Fig. 1.1
Pectus excavatum
The compression of the sternum limits thoracic volume and therefore vital capacity, negatively impacting exercise tolerance and endurance during cardiovascular exercise. In some cases, cardiac compression is observed. This causes a significant reduction in cardiac output further contributing to exercise intolerance and fatigue.
Surgical intervention has significantly benefitted patient respiratory function and exercise tolerance. Initially, the deformity was surgically corrected through the Ravitch procedure. Now, more commonly, the Nuss procedure is undertaken to readjust and advance the sternal position with the use of a concave steel bar inserted retrosternal through bilateral incisions. The intervention has very few documented side effects but causes marginal postoperative pain that varies amongst individuals. The pain is usually mild and short-lasting, however, effective pain management greatly influences a patient’s satisfaction and perspective on the success of the treatment. Pain management differs amongst institutions with the majority using thoracic epidurals. Few institutions utilise patient controlled anaesthesia and these centres believe that it should become the more widely used option postoperatively as it decreases the length of hospitalisation after the intervention (Fig. 1.2).
Fig. 1.2
Ravitch procedure
The introduction of the NUSS procedure in 1998 for the surgical correction of pectus excavatum was the beginning of a new era for the management of chest wall deformities and a new significant chapter in the modern Thoracic Surgery [1]. The ‘minimally-invasive’ Nuss procedure is growing in popularity due to infrequent complications, very few side effects and a short length of hospitalisation, lasting 2–4 days, post-operation (Fig. 1.3).
Fig. 1.3
NUSS procedure
Furthermore, pectus excavatum has profound effects on the psychological state of the individual suffering with the deformity. Pectus excavatum patients suffer frequent embarrassment over physical appearance and teasing by childhood peers. The typical patient starts to become aware of the condition at the onset of puberty and this has detrimental effects on the individual’s confidence and happiness in early adolescence. In fact, 80 % of patients undergoing treatment admitted to suffering with psychological limitations concerning attractiveness, self-esteem and somatization. In severe cases, some individuals may retreat from society and cease to socialize with peers or participate in exposing sporting activities, such as swimming. This led to the labeling of pectus excavatum as a psychosomatic disorder and further merited surgical and non-surgical intervention.

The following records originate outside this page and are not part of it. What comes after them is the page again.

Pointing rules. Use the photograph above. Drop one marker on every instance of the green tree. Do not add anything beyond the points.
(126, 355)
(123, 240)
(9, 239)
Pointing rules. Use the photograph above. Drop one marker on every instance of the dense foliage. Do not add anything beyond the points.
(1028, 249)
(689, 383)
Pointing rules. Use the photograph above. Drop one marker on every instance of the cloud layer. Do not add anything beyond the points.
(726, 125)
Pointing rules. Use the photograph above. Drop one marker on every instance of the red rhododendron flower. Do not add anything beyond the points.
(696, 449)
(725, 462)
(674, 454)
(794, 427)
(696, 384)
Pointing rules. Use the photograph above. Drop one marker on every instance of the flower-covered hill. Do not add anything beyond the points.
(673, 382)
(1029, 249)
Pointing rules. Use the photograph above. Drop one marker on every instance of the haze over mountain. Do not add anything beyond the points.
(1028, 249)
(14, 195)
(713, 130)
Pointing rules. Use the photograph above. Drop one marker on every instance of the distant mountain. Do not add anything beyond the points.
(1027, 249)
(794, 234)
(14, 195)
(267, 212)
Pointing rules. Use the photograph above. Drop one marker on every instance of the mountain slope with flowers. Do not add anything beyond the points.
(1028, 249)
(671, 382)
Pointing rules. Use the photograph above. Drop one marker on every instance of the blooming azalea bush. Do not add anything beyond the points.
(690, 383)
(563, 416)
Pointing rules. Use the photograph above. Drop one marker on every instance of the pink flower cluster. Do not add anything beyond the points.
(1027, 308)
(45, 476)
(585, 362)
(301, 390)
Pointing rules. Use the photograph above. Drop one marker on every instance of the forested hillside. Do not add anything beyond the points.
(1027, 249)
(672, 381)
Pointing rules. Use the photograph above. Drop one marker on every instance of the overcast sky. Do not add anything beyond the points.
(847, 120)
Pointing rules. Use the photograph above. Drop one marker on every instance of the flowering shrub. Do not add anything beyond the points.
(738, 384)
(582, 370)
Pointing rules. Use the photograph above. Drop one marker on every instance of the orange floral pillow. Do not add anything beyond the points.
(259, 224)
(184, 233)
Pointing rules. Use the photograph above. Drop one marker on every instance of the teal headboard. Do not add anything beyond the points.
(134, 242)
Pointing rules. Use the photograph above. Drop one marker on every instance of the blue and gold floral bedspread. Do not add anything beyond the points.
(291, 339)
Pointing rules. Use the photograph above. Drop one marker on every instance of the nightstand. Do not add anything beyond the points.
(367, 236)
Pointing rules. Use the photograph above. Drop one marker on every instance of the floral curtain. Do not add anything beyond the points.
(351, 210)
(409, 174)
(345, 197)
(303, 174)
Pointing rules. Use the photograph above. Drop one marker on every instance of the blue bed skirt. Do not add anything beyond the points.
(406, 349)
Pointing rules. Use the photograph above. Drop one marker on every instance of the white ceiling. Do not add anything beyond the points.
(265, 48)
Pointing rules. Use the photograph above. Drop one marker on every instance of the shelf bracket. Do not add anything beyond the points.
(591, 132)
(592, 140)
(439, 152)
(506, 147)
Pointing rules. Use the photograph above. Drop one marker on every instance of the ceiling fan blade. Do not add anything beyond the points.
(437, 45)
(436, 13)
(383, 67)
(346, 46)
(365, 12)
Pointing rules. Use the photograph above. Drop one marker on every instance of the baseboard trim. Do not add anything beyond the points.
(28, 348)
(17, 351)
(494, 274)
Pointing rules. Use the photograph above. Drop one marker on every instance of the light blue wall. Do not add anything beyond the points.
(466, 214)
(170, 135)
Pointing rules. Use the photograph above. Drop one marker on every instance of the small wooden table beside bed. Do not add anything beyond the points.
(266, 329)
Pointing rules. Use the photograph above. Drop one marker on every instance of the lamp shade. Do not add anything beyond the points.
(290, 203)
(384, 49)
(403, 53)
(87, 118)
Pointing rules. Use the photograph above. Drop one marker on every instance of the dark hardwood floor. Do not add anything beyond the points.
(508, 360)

Over the decades different studies revealed that most of deformities are familiar with a strong genetic involvement and usually related with other syndromes, anomalies and defects making the management challenging [2]. Nevertheless the majority of chest wall anomalies remain rare clinical entities and some of them like thoracic ectopia cordis are not compatible with life and very unlikely to be benefited by a surgical procedure [3]. The approach of chest wall deformities is still controversial as it’s not the clinical symptoms – mainly cardiopulmonary – but also the psychosocial aspects and effects of poor cosmetic that have a huge impact to the quality of life [4]. For that reason in recent years has been a significant increase in the interest of clinicians for assessment and management of these patients. Toward that direction new assessment criteria have been established and new minimally invasive surgical techniques have been introduced. Different classifications have been proposed through years to categories chest wall anomalies. In 2006 Acastello classified them into five types depending on the site of origin of the anomaly (type I: cartilagineous, type II: costal, type III: chondro-costal, type IV: sternal, type V: clavicle- scapular) [5].
Among all chest wall deformities Pectus Excavatum (PE) or funnel chest represents the most common congenital chest wall deformity accounting for 90 % of all deformities [6]. The first description came from Bauhinus1 in the sixteenth century [7] and main characteristic is the depression of sternum and lower cartilages [8] with an incidence between 1 and 8 per 1000 children [9].
Pectus Carinatum (PC) or protrusion deformity of the chest wall accounts for 5 % of all chest wall deformities affecting 1 in 2500 live births [10]. It can be unilateral, bilateral or mixed and there is predominance in males (Fig. 1.4) [11].
Fig. 1.4
Pectus carinatum
Pectus arcuatum represents a rare category of chest wall deformities in the family of pectus anomalies and It includes mixed excavatum and carinatum features along a longitudinal or transversal axis resulting in a multiplanar curvature of the sternum and adjacent ribs (Fig. 1.5) [12].